Thirty-one states leveraged federal money to expand their Medicaid programs under the ACA. The likelihood of continued Medicaid expansion is low, given the talk of repeal. So how will Congress and the Trump administration pursue the call for enhanced state flexibility? By continuing to approve and review the 1115 waivers that enable states to test and evaluate policy approaches that do not meet current Medicaid program rules. Nearly two-thirds of the states are currently operating under one or more 1115 waivers. However, the 1115 waivers are not well-liked by current CMS leadership.
Another option created by the ACA is the Section 1332 state innovation waiver, which would allow states to refashion insurance coverage by waiving specific parts of the ACA. Available January 2017, the 1332 waivers have been widely discussed as a preferred vehicle for pursuing certain innovative reforms.

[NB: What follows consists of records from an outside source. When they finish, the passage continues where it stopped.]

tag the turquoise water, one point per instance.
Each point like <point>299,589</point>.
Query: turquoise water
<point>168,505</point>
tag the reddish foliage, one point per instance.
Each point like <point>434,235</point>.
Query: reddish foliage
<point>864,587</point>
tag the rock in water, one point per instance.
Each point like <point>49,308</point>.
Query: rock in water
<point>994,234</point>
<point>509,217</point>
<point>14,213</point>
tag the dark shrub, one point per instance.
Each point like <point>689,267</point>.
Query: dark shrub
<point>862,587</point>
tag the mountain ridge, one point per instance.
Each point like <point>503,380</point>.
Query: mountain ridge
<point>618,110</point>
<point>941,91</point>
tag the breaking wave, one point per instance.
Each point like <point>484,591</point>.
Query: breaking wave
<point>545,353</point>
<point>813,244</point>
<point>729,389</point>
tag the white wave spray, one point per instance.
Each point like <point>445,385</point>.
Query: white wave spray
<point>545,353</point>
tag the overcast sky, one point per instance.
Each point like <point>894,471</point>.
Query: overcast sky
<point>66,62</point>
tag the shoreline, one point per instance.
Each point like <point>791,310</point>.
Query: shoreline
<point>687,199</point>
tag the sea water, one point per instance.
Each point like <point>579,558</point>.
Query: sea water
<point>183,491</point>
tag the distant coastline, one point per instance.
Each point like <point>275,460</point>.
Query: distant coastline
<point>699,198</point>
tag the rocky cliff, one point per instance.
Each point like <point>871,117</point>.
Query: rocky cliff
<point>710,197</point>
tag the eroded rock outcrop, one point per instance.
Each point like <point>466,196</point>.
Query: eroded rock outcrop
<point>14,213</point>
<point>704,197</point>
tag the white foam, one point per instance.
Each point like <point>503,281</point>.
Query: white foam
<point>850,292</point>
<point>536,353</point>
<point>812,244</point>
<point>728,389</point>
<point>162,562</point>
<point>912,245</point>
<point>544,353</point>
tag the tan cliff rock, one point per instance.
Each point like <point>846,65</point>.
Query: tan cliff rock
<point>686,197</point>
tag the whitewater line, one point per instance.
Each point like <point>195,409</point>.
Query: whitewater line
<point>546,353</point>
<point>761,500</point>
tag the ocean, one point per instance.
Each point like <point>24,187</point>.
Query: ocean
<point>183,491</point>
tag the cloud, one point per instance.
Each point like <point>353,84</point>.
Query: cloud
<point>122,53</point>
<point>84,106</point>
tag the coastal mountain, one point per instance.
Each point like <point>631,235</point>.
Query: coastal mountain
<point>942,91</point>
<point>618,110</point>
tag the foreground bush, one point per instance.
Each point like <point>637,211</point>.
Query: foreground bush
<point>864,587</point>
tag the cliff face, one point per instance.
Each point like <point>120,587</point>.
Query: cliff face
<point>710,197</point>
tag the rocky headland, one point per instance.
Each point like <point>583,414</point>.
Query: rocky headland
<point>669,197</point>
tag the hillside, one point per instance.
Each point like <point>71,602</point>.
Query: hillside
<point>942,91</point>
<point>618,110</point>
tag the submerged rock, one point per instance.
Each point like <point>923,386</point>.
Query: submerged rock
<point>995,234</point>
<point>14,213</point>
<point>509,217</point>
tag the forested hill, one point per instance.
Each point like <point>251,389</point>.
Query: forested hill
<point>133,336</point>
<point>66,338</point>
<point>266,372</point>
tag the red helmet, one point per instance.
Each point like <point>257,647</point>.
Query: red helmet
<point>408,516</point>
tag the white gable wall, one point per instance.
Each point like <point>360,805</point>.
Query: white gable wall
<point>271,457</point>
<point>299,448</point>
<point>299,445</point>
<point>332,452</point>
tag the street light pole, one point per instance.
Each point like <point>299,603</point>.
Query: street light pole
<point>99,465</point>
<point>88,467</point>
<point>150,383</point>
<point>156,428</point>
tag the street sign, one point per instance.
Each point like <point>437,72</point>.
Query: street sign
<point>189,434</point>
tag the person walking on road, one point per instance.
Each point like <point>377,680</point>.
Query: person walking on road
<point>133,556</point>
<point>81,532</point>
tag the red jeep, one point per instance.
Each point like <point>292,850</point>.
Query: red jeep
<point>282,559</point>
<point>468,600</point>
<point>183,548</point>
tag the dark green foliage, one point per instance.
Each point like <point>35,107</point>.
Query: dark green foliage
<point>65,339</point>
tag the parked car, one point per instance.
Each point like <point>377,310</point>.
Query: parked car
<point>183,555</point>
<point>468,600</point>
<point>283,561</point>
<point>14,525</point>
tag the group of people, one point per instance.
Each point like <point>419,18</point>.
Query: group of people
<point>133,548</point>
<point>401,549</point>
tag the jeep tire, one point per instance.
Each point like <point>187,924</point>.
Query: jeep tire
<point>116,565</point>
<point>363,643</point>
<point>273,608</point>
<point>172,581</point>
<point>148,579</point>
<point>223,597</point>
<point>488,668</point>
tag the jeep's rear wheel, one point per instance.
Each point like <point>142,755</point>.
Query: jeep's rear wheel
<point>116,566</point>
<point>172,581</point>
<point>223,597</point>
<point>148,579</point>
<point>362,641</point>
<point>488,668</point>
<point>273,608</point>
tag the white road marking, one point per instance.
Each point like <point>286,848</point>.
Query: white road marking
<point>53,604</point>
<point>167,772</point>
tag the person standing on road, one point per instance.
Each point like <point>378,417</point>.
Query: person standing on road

Important changes to the disproportionate share hospital (DSH) supplemental payment program required by the ACA could also occur, but this could cause confusion in the hospital accounting world and among Medicaid programs, as regulations are in the process of being finalized and proposals for reductions are being considered.
Finally, the Children’s Health Insurance Program (CHIP) comes up for reauthorization in 2017. Opposition by Congress and the Trump administration could end CHIP, leaving millions of children without coverage, unless the issue is addressed in early 2017.